Saturday, August 5, 2017

Today we start discussing ZooKeeper which is a wait free coordination for Internet scale systems. It allows distributed processes to co-ordinate with each other through a shared hierarchical namespace of data registers. We can think of it as a distributed lock server but it involves much more. It is available as open-source and introduces simple interface involving naming, configuration management, lock and synchronization and group services. This can be customized. It is used in configuration management in an unattended manner or for simpler deployment or provisioning. It is also used for distributed cluster management. It can be used for distributed synchronization in the form of locks, barriers and queues. We recall that the gossip protocol was used to propagate the updates via message exchanges. The Zookeper service is replicated over a set of machines. All machines store a copy of the data (in memory). A leader is elected on service startup. Clients only connect to a single zookeeper server and maintains a TCP connection. Clients can only read from any Zookeeper server, writes go through the leader and need majority consensus.
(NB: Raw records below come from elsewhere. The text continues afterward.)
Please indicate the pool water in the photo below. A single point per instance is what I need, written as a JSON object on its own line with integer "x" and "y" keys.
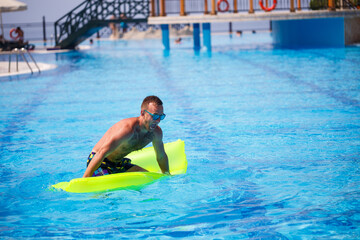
{"x": 272, "y": 141}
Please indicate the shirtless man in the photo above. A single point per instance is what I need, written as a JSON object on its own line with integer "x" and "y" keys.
{"x": 128, "y": 135}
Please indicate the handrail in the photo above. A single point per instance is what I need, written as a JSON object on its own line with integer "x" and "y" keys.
{"x": 188, "y": 7}
{"x": 99, "y": 13}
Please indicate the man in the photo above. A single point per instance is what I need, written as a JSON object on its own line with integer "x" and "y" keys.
{"x": 128, "y": 135}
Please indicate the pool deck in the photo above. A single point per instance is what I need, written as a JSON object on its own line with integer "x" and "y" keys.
{"x": 23, "y": 68}
{"x": 257, "y": 16}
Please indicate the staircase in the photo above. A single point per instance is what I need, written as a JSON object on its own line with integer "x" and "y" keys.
{"x": 92, "y": 15}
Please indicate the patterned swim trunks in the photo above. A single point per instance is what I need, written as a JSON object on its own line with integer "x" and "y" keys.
{"x": 108, "y": 167}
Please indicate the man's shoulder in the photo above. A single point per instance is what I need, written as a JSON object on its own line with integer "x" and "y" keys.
{"x": 127, "y": 123}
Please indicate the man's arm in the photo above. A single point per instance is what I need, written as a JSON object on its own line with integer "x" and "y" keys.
{"x": 97, "y": 160}
{"x": 161, "y": 156}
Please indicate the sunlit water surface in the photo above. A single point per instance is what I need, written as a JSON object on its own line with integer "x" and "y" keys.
{"x": 272, "y": 141}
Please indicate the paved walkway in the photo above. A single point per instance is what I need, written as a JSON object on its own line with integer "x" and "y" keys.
{"x": 23, "y": 68}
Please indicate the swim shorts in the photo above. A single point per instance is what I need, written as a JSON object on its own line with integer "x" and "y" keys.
{"x": 108, "y": 167}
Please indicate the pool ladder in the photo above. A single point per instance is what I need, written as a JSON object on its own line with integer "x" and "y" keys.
{"x": 22, "y": 52}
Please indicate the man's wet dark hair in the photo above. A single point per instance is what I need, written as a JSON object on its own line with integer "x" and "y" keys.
{"x": 151, "y": 99}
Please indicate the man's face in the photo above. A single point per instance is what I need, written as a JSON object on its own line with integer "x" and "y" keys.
{"x": 152, "y": 108}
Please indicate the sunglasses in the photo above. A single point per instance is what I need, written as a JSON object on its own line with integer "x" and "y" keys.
{"x": 156, "y": 116}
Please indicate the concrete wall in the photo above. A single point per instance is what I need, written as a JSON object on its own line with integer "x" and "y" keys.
{"x": 352, "y": 30}
{"x": 309, "y": 33}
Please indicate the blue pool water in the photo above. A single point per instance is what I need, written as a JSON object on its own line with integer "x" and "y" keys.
{"x": 272, "y": 141}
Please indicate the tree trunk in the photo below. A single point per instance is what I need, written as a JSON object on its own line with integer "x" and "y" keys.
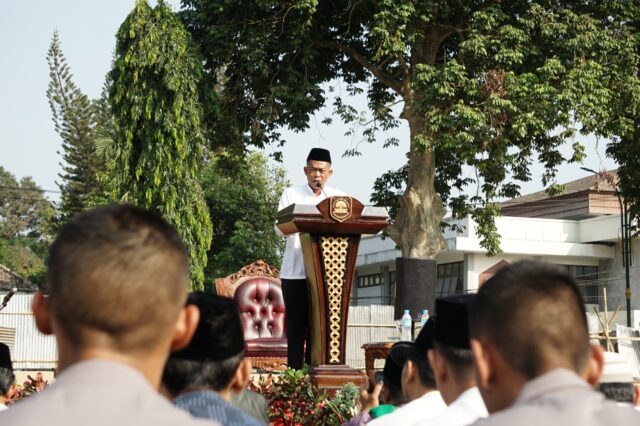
{"x": 416, "y": 228}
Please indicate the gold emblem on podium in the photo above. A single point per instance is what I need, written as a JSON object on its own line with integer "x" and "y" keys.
{"x": 340, "y": 208}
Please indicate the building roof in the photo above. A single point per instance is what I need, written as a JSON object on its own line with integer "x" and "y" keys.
{"x": 9, "y": 279}
{"x": 596, "y": 183}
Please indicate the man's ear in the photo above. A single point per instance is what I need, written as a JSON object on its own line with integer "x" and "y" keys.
{"x": 185, "y": 326}
{"x": 595, "y": 366}
{"x": 482, "y": 364}
{"x": 41, "y": 307}
{"x": 242, "y": 376}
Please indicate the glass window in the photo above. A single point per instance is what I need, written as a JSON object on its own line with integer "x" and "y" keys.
{"x": 370, "y": 280}
{"x": 450, "y": 279}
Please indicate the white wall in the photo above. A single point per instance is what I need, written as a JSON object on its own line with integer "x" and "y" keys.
{"x": 32, "y": 350}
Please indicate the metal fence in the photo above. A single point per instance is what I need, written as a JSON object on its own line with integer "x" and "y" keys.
{"x": 368, "y": 324}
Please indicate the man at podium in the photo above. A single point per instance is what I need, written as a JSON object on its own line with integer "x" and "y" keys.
{"x": 292, "y": 271}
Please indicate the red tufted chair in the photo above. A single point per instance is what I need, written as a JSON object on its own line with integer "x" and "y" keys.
{"x": 257, "y": 292}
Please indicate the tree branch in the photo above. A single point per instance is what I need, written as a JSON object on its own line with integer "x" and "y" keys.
{"x": 384, "y": 78}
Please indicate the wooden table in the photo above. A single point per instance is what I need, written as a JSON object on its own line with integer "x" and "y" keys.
{"x": 373, "y": 351}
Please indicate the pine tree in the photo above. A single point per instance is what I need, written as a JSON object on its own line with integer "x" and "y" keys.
{"x": 159, "y": 144}
{"x": 74, "y": 121}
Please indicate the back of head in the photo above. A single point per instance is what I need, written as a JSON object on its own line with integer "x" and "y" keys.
{"x": 214, "y": 354}
{"x": 117, "y": 275}
{"x": 392, "y": 371}
{"x": 451, "y": 334}
{"x": 532, "y": 313}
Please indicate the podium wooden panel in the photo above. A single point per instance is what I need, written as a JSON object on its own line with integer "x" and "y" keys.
{"x": 330, "y": 234}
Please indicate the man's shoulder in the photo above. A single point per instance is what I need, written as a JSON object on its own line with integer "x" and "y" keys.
{"x": 590, "y": 413}
{"x": 209, "y": 405}
{"x": 64, "y": 404}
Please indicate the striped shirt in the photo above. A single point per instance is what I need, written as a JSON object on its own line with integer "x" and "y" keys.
{"x": 209, "y": 405}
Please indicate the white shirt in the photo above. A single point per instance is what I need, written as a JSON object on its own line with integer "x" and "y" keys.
{"x": 429, "y": 404}
{"x": 292, "y": 262}
{"x": 466, "y": 409}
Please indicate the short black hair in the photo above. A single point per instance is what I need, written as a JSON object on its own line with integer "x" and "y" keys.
{"x": 459, "y": 359}
{"x": 182, "y": 374}
{"x": 533, "y": 314}
{"x": 117, "y": 259}
{"x": 425, "y": 372}
{"x": 617, "y": 391}
{"x": 7, "y": 379}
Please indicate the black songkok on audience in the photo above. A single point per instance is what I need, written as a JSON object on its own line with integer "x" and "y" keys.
{"x": 319, "y": 154}
{"x": 5, "y": 357}
{"x": 452, "y": 321}
{"x": 219, "y": 334}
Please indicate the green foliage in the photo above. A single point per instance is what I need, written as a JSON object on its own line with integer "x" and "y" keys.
{"x": 293, "y": 400}
{"x": 75, "y": 121}
{"x": 25, "y": 226}
{"x": 485, "y": 86}
{"x": 242, "y": 196}
{"x": 158, "y": 148}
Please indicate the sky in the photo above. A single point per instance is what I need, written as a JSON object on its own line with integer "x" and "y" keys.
{"x": 29, "y": 145}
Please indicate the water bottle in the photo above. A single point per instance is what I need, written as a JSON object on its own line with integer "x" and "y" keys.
{"x": 424, "y": 317}
{"x": 405, "y": 330}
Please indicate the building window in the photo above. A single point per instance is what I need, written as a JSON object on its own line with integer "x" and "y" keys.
{"x": 391, "y": 297}
{"x": 587, "y": 279}
{"x": 450, "y": 279}
{"x": 370, "y": 280}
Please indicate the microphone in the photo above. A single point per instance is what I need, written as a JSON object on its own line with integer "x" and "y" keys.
{"x": 319, "y": 185}
{"x": 8, "y": 297}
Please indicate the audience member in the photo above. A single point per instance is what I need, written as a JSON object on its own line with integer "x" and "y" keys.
{"x": 452, "y": 365}
{"x": 532, "y": 358}
{"x": 418, "y": 383}
{"x": 7, "y": 379}
{"x": 201, "y": 377}
{"x": 114, "y": 297}
{"x": 385, "y": 396}
{"x": 616, "y": 382}
{"x": 252, "y": 403}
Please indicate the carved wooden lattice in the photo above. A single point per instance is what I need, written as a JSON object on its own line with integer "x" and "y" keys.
{"x": 334, "y": 254}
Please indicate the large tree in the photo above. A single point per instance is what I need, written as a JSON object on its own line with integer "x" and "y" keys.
{"x": 75, "y": 121}
{"x": 158, "y": 147}
{"x": 485, "y": 87}
{"x": 622, "y": 123}
{"x": 25, "y": 226}
{"x": 242, "y": 195}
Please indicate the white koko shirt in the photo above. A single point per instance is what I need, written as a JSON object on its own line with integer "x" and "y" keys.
{"x": 292, "y": 262}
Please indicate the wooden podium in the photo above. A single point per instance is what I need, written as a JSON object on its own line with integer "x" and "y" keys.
{"x": 330, "y": 234}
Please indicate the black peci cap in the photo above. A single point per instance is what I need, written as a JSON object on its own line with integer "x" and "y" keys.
{"x": 319, "y": 154}
{"x": 219, "y": 334}
{"x": 452, "y": 321}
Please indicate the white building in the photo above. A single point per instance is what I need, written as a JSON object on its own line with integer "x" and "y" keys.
{"x": 579, "y": 230}
{"x": 30, "y": 349}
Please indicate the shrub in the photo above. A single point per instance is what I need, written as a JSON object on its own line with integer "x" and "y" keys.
{"x": 294, "y": 401}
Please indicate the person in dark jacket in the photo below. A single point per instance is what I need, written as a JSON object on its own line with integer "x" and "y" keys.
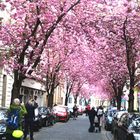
{"x": 91, "y": 114}
{"x": 16, "y": 105}
{"x": 29, "y": 118}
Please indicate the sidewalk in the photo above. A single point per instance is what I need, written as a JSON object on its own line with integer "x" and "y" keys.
{"x": 108, "y": 135}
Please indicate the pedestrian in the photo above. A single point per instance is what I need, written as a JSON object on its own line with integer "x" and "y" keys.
{"x": 100, "y": 116}
{"x": 91, "y": 115}
{"x": 87, "y": 109}
{"x": 15, "y": 115}
{"x": 31, "y": 105}
{"x": 75, "y": 109}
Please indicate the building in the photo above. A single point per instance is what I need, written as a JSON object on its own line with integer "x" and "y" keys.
{"x": 6, "y": 83}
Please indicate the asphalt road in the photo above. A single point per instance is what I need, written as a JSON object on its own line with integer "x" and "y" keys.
{"x": 72, "y": 130}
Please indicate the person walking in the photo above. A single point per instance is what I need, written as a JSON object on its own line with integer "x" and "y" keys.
{"x": 15, "y": 115}
{"x": 100, "y": 116}
{"x": 31, "y": 105}
{"x": 75, "y": 109}
{"x": 91, "y": 115}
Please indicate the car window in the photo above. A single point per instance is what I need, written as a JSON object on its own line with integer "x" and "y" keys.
{"x": 124, "y": 119}
{"x": 2, "y": 115}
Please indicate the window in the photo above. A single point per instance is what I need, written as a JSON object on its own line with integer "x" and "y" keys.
{"x": 70, "y": 100}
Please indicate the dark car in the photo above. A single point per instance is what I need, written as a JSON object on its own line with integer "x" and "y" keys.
{"x": 3, "y": 118}
{"x": 108, "y": 118}
{"x": 47, "y": 117}
{"x": 115, "y": 119}
{"x": 37, "y": 120}
{"x": 128, "y": 127}
{"x": 61, "y": 112}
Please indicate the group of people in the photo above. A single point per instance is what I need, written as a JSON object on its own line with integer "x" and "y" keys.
{"x": 18, "y": 112}
{"x": 95, "y": 117}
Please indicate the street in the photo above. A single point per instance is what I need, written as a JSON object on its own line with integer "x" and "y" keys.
{"x": 72, "y": 130}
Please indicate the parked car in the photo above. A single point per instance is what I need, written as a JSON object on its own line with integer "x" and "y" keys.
{"x": 37, "y": 120}
{"x": 48, "y": 118}
{"x": 115, "y": 118}
{"x": 3, "y": 118}
{"x": 128, "y": 127}
{"x": 108, "y": 118}
{"x": 80, "y": 110}
{"x": 61, "y": 112}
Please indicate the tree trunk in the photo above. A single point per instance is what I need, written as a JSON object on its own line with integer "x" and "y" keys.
{"x": 66, "y": 100}
{"x": 118, "y": 102}
{"x": 50, "y": 100}
{"x": 131, "y": 101}
{"x": 131, "y": 94}
{"x": 18, "y": 78}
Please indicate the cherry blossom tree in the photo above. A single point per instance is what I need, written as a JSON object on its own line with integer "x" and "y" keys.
{"x": 30, "y": 26}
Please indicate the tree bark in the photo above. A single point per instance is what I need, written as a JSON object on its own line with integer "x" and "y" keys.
{"x": 66, "y": 100}
{"x": 50, "y": 100}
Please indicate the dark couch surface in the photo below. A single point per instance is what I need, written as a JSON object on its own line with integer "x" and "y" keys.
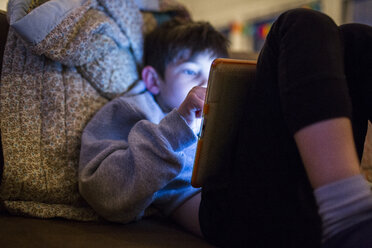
{"x": 18, "y": 232}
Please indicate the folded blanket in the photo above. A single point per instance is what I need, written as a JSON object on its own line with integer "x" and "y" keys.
{"x": 63, "y": 60}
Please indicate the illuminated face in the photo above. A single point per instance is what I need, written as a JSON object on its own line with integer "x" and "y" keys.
{"x": 180, "y": 78}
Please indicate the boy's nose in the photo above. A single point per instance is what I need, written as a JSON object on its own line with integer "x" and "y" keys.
{"x": 203, "y": 82}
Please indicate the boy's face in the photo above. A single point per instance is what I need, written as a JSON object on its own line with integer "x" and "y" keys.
{"x": 181, "y": 77}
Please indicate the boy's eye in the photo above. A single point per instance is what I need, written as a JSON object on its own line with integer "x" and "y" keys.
{"x": 190, "y": 72}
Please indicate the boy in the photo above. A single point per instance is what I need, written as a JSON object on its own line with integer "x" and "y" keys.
{"x": 137, "y": 152}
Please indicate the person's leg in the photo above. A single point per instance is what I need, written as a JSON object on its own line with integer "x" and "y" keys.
{"x": 300, "y": 82}
{"x": 346, "y": 205}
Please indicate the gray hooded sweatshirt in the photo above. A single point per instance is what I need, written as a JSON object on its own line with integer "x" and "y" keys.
{"x": 135, "y": 159}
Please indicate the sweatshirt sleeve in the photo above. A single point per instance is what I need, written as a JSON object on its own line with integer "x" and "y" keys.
{"x": 125, "y": 159}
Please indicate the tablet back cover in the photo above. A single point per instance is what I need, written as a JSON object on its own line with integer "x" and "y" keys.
{"x": 228, "y": 85}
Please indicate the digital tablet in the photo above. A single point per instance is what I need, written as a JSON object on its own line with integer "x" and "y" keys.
{"x": 228, "y": 84}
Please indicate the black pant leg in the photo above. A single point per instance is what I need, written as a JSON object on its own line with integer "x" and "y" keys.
{"x": 300, "y": 80}
{"x": 357, "y": 43}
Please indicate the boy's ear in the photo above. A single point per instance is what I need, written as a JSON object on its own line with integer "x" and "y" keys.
{"x": 151, "y": 79}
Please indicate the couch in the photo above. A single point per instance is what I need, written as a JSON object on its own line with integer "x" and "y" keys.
{"x": 23, "y": 231}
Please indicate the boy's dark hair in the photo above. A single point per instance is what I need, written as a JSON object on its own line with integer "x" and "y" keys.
{"x": 179, "y": 39}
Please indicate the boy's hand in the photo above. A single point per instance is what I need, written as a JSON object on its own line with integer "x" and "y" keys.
{"x": 191, "y": 108}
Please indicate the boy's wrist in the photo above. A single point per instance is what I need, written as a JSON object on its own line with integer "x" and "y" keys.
{"x": 176, "y": 130}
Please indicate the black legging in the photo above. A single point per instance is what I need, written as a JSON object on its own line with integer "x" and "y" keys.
{"x": 309, "y": 70}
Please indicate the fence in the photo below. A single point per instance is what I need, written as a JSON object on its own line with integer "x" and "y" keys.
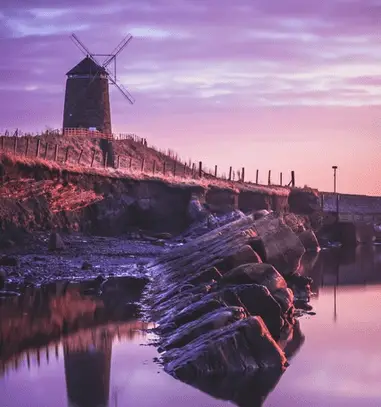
{"x": 169, "y": 163}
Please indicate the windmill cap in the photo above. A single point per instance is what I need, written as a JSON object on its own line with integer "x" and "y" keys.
{"x": 87, "y": 67}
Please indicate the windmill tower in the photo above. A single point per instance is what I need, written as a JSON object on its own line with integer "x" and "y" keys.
{"x": 87, "y": 99}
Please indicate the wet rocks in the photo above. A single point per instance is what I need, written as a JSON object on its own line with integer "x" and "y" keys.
{"x": 244, "y": 346}
{"x": 309, "y": 241}
{"x": 9, "y": 261}
{"x": 207, "y": 323}
{"x": 86, "y": 266}
{"x": 283, "y": 249}
{"x": 56, "y": 242}
{"x": 263, "y": 274}
{"x": 243, "y": 255}
{"x": 2, "y": 279}
{"x": 224, "y": 298}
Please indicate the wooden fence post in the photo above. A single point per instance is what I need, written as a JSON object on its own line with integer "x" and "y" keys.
{"x": 26, "y": 146}
{"x": 67, "y": 154}
{"x": 38, "y": 147}
{"x": 56, "y": 152}
{"x": 93, "y": 158}
{"x": 80, "y": 156}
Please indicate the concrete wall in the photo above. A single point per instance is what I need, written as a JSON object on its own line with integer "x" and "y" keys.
{"x": 351, "y": 203}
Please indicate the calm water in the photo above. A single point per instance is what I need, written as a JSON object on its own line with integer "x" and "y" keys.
{"x": 61, "y": 347}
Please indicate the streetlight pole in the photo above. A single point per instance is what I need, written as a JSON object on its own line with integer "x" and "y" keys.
{"x": 334, "y": 167}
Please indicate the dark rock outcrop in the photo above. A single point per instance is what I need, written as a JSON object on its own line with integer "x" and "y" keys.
{"x": 2, "y": 279}
{"x": 56, "y": 242}
{"x": 244, "y": 346}
{"x": 214, "y": 320}
{"x": 9, "y": 261}
{"x": 309, "y": 241}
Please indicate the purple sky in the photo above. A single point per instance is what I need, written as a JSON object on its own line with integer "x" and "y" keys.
{"x": 281, "y": 85}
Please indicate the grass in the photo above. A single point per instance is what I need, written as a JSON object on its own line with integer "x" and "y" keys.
{"x": 127, "y": 149}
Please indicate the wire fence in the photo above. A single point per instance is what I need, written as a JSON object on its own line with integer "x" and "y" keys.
{"x": 168, "y": 162}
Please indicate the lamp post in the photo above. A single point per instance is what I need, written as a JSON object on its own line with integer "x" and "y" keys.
{"x": 334, "y": 167}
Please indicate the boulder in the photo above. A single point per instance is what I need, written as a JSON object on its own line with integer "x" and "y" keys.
{"x": 196, "y": 212}
{"x": 283, "y": 249}
{"x": 244, "y": 346}
{"x": 309, "y": 241}
{"x": 301, "y": 287}
{"x": 214, "y": 320}
{"x": 56, "y": 242}
{"x": 243, "y": 255}
{"x": 261, "y": 214}
{"x": 365, "y": 232}
{"x": 261, "y": 273}
{"x": 2, "y": 279}
{"x": 256, "y": 300}
{"x": 9, "y": 261}
{"x": 190, "y": 313}
{"x": 86, "y": 266}
{"x": 205, "y": 276}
The data model consists of a hierarchical namespace where each node in the namespace is called a ZNode. ZNode paths are canonical, absolute and slash-separted and they have no relative references.
#coding exercises
Find the product of first K magic numbers
int GetMagicN(int n)
{
int power = 1;
int result = 0;
while (n)
{
power = power * 5;
if ( n & 1)
result += power;
n >> = 1;
}
return result;
}
long GetMagicProduct (int k)
{
long result = 0;
for (int I = 1; I <= k; I++)
result *= GetMagicN(k);
return result;
}
It might be interesting to note that since the magic numbers map to bit representations of consecutive integers, we can easily tell how far apart are perfect powers of 5 in the magic number sequence.